Aznar has set five points in this process: "the supposed dominance of Arab culture over the Christian one", "the supposed genocidal destruction" in the arrival in South America, "the assumption of the Inquisition as a Spanish institution and not created by the Vatican ", "the non-existence of the Spanish nation" as one instead of 17 as plurinationalism proposes and "the inherent weakness" of that idea. "The bad thing about these five points is that a part of the Spanish have assumed them. That is why it is very important to teach what a culture like the Spanish one that brings together 700 million citizens is capable of doing. We must get rid of the historical prejudice" .

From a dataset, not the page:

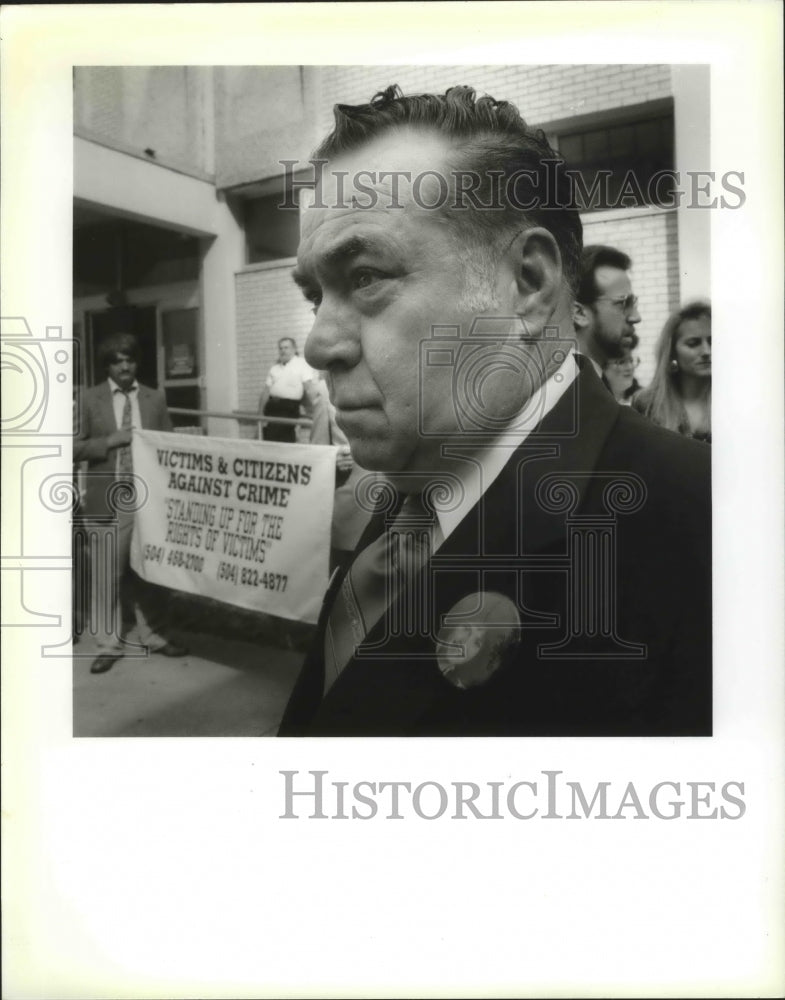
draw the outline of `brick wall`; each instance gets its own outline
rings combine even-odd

The president of the Community of Madrid has followed the same line, affirming that the nationalists have practiced "the cancellation of the Spanish culture to attack us as a nation" and has warned about "the ignorance on the part of so many generations, do not see mine, of what Spain has been to the world". "The greatest phenomenon in history is Hispanicity and no one would have forgotten it like we have," she added before claiming that "music in Spanish is going to do much more for alliances in the future than contrary political messages."

The Madrid leader has also charged again against the Government of Pedro Sánchez for "exposing businessmen's faces" in political debates, taking as an example the recent departure of Ferrovial from Spain. "If the companies leave it is their fault because they are unpatriotic, if rapists leave it is the fault of the judges who are fascists and if prices rise it is the fault of the supermarkets. This government is over and I hope they do as little damage as possible" , he has insisted.

Ayuso has also accused the Government of "taking over similar institutions as is happening in Ecuador" so that if the change occurs in Moncloa, the PP "cannot govern." "We are at stake, the year 2023 is the opportunity we have to decide if we want to continue writing together the book that we began in 1978", assured the popular leader, who has concluded that a new legislature of Pedro Sánchez "would put Spain in a extremist process of modifying consensus".